Yeaaaaaaayy, I made it! I was able to reach the peak of this mountain at that time eventually! Walau hidung sudah kotor penuh dengan debu/pasir, bibir sudah kering-kering, tubuh sudah kedinginan, perut lapar, kaki sudah gemetaran, namun hati dan semangat masih berkoar-koar. Inilah Puncak Indrapura (3.805 meter DPL)!! Selamat yaa, Farah!

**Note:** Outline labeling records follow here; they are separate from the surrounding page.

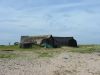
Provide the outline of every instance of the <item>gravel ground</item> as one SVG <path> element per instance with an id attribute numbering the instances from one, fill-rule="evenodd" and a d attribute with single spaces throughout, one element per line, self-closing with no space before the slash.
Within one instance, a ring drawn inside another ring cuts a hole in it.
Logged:
<path id="1" fill-rule="evenodd" d="M 100 75 L 100 54 L 64 52 L 35 58 L 28 53 L 24 58 L 0 58 L 0 75 Z"/>

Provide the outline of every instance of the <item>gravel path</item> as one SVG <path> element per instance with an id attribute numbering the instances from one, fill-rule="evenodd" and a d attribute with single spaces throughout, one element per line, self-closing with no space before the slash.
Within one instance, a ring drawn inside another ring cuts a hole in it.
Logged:
<path id="1" fill-rule="evenodd" d="M 53 58 L 0 59 L 0 75 L 100 75 L 100 54 L 67 52 Z"/>

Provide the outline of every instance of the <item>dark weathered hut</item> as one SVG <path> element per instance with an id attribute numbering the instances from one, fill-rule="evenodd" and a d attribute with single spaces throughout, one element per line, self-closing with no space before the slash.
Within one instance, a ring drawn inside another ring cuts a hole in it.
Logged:
<path id="1" fill-rule="evenodd" d="M 21 48 L 31 48 L 33 44 L 44 46 L 46 48 L 61 46 L 77 47 L 77 41 L 73 37 L 53 37 L 52 35 L 21 36 Z"/>
<path id="2" fill-rule="evenodd" d="M 73 37 L 53 37 L 56 47 L 72 46 L 77 47 L 77 41 Z"/>
<path id="3" fill-rule="evenodd" d="M 30 48 L 33 44 L 45 46 L 45 47 L 54 47 L 54 40 L 52 35 L 43 35 L 43 36 L 21 36 L 21 48 Z"/>

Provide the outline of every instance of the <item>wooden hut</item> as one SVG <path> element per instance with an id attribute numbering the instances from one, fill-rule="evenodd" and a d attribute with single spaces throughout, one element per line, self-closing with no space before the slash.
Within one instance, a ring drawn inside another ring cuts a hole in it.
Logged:
<path id="1" fill-rule="evenodd" d="M 52 35 L 21 36 L 21 48 L 31 48 L 34 44 L 46 48 L 61 46 L 77 47 L 77 41 L 73 37 L 53 37 Z"/>

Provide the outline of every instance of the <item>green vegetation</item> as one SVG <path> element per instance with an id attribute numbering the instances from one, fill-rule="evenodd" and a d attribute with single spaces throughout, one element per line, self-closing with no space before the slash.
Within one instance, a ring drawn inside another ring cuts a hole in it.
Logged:
<path id="1" fill-rule="evenodd" d="M 100 45 L 80 45 L 78 48 L 69 48 L 69 51 L 79 53 L 100 52 Z"/>
<path id="2" fill-rule="evenodd" d="M 0 54 L 0 58 L 15 58 L 16 54 Z"/>
<path id="3" fill-rule="evenodd" d="M 53 57 L 53 53 L 43 52 L 38 57 Z"/>

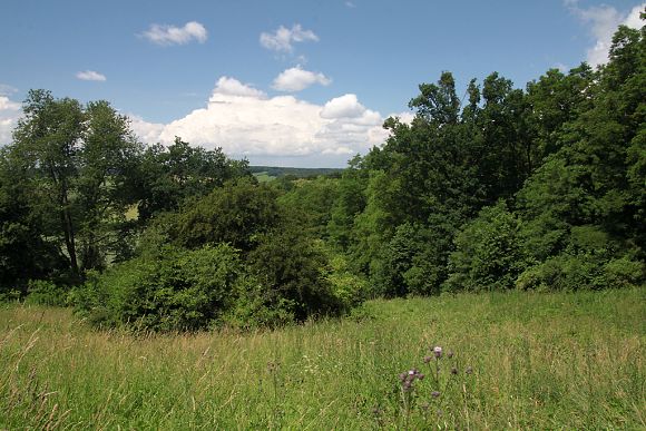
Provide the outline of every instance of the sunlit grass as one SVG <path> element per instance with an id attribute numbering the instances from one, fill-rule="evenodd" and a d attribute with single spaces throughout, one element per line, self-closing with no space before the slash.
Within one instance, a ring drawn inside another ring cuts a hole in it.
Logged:
<path id="1" fill-rule="evenodd" d="M 68 310 L 10 305 L 0 429 L 643 429 L 645 296 L 374 301 L 342 321 L 190 335 L 95 332 Z M 456 352 L 463 390 L 438 414 L 419 382 L 407 419 L 398 374 L 433 345 Z"/>

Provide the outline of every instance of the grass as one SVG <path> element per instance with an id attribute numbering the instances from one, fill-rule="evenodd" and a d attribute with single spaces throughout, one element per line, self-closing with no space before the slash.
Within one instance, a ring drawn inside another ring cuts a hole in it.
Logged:
<path id="1" fill-rule="evenodd" d="M 95 332 L 68 310 L 7 305 L 0 429 L 644 429 L 645 296 L 373 301 L 340 321 L 188 335 Z M 398 374 L 429 373 L 434 345 L 456 352 L 457 383 L 404 394 Z"/>

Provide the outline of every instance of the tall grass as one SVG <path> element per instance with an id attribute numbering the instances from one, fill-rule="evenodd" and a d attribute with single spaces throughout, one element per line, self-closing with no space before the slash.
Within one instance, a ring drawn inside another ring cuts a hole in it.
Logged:
<path id="1" fill-rule="evenodd" d="M 644 429 L 645 296 L 374 301 L 341 321 L 197 334 L 6 306 L 0 429 Z M 434 345 L 456 352 L 458 383 L 433 399 L 419 381 L 404 405 L 398 375 Z"/>

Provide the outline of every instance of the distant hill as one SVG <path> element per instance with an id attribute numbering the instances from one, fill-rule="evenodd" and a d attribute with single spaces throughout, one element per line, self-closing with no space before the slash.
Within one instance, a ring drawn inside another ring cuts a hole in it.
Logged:
<path id="1" fill-rule="evenodd" d="M 320 175 L 341 174 L 343 168 L 295 168 L 277 166 L 249 166 L 251 173 L 258 179 L 273 179 L 285 175 L 293 175 L 297 178 L 316 177 Z"/>

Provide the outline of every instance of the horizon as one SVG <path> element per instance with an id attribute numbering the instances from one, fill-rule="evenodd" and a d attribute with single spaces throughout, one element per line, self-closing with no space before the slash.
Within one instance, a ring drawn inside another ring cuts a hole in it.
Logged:
<path id="1" fill-rule="evenodd" d="M 516 88 L 607 61 L 645 2 L 314 1 L 109 4 L 25 0 L 0 18 L 0 146 L 31 88 L 105 99 L 145 144 L 175 136 L 249 165 L 342 168 L 410 121 L 418 85 L 462 94 L 493 71 Z M 124 13 L 126 11 L 126 13 Z"/>

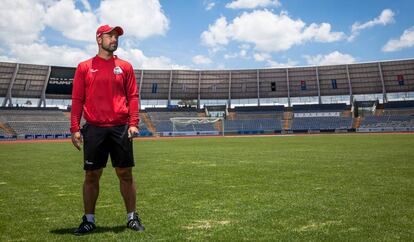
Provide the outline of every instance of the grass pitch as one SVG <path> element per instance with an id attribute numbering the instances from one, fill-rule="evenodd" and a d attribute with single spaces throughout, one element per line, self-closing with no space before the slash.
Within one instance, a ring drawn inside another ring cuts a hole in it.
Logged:
<path id="1" fill-rule="evenodd" d="M 413 241 L 414 135 L 135 140 L 143 233 L 110 163 L 96 233 L 71 143 L 0 144 L 0 241 Z"/>

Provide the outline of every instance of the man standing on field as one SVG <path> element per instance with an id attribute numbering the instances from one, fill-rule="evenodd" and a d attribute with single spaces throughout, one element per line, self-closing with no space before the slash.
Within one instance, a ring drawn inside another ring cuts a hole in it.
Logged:
<path id="1" fill-rule="evenodd" d="M 138 133 L 138 90 L 134 70 L 114 51 L 118 37 L 124 33 L 119 26 L 103 25 L 96 31 L 98 54 L 81 62 L 75 73 L 72 90 L 72 143 L 80 150 L 83 141 L 85 181 L 83 204 L 85 214 L 75 230 L 76 235 L 95 230 L 95 205 L 99 179 L 108 156 L 120 182 L 127 210 L 127 227 L 143 231 L 136 212 L 136 189 L 132 175 L 135 165 L 132 137 Z M 80 128 L 82 117 L 86 124 Z"/>

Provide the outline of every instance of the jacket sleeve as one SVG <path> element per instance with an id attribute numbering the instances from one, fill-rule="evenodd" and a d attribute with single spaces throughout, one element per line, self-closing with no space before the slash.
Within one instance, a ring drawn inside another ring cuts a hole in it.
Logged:
<path id="1" fill-rule="evenodd" d="M 129 109 L 129 127 L 138 127 L 139 124 L 139 103 L 138 103 L 138 88 L 137 80 L 135 78 L 134 69 L 129 65 L 127 80 L 126 80 L 126 96 Z"/>
<path id="2" fill-rule="evenodd" d="M 75 133 L 80 130 L 80 120 L 82 117 L 83 104 L 85 103 L 85 75 L 87 68 L 78 65 L 73 78 L 72 86 L 72 110 L 70 115 L 70 132 Z"/>

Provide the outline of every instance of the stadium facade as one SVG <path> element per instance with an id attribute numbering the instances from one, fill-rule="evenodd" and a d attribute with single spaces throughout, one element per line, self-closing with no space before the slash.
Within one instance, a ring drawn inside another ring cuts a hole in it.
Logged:
<path id="1" fill-rule="evenodd" d="M 1 105 L 69 104 L 74 72 L 74 67 L 0 62 Z M 414 59 L 251 70 L 137 69 L 135 74 L 143 107 L 180 100 L 194 100 L 201 108 L 414 99 Z"/>
<path id="2" fill-rule="evenodd" d="M 74 73 L 0 62 L 0 139 L 70 137 Z M 135 74 L 140 136 L 414 132 L 414 59 Z"/>

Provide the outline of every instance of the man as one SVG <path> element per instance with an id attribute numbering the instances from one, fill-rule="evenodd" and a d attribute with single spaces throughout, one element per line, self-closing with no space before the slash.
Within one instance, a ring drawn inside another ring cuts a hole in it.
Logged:
<path id="1" fill-rule="evenodd" d="M 99 179 L 109 155 L 119 178 L 127 210 L 127 227 L 144 230 L 136 212 L 136 189 L 132 175 L 132 137 L 138 133 L 139 122 L 138 90 L 131 64 L 114 55 L 118 37 L 123 33 L 119 26 L 100 26 L 96 31 L 98 54 L 78 65 L 73 80 L 70 131 L 72 143 L 78 150 L 82 141 L 84 143 L 85 170 L 85 214 L 74 232 L 76 235 L 90 233 L 96 228 Z M 86 124 L 81 129 L 82 113 Z"/>

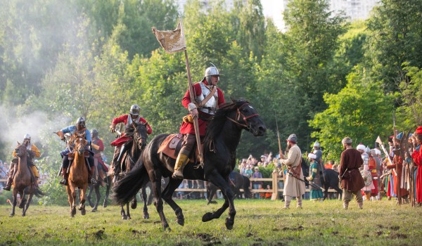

*taken by: Bang Erwin dan Febri 



Kurang lebihnya pukul 10.00 pagi saya dan teman-teman lainnya tiba di Puncak Indrapura. Saya dan tim tidak berlama-lama di atas puncak. Hanya sekitar setengah jam saja karena pastinya sangat dingin sekali di sini. Keadaan cuaca di luar ekspektasi! Teramat cerah di sini. Angin sudah tidak berhembus kencang seperti subuh tadi. Perpaduan warna antara langit yang biru dengan gumpalan awan-awan putih seolah menyapa kami. Sungguh indah, masyaAllah!




* * *


Suasana sekitar dan gambaran langit begitu cantik membuat saya dan teman-teman terkagum-kagum dengan pemandangan yang indah ini. Tidak menyangka bahwa akan diberi hari yang cerah tanpa hujan, tanpa dingin yang luar biasa, dan tanpa angin yang teramat kencang. Sebagaimana gambaran Gunung Kerinci pada umumnya yang terkenal akan badai angin cuaca yang tidak menentu.



















*taken by: Mas Tole



Perjalanan yang sungguh menyenangkan sekali ke Kerinci. T
iada yang menyangka bahwa saya pernah menginjakan kaki di tempat tertinggi di Pulau Sumatra, tepatnya di Puncak Indrapura, Gunung Kerinci di Taman Nasioanal Kerinci Seblat. Dahulu, rasanya ragu dan bahkan tidak akan menjadi list naik gunung saya karena yaaaa itulah Kerinci, gunung api tertinggi dan treknya yang fantastis. Hingga pada akhirnya, karena adanya "satu penyebab" yang menjadikan saya bisa ke sini, membuat saya sangat-sangat bersyukur bahwa apabila tidak ada "hal" itu, sampai detik ini mungkin saya tidak akan pernah tahu seperti apa itu Puncak Indrapura dan keakraban saya kepada teman-teman lainnya. Alhamdulillahirabbil 'alamiin! Syuqron, Ya Rabbi!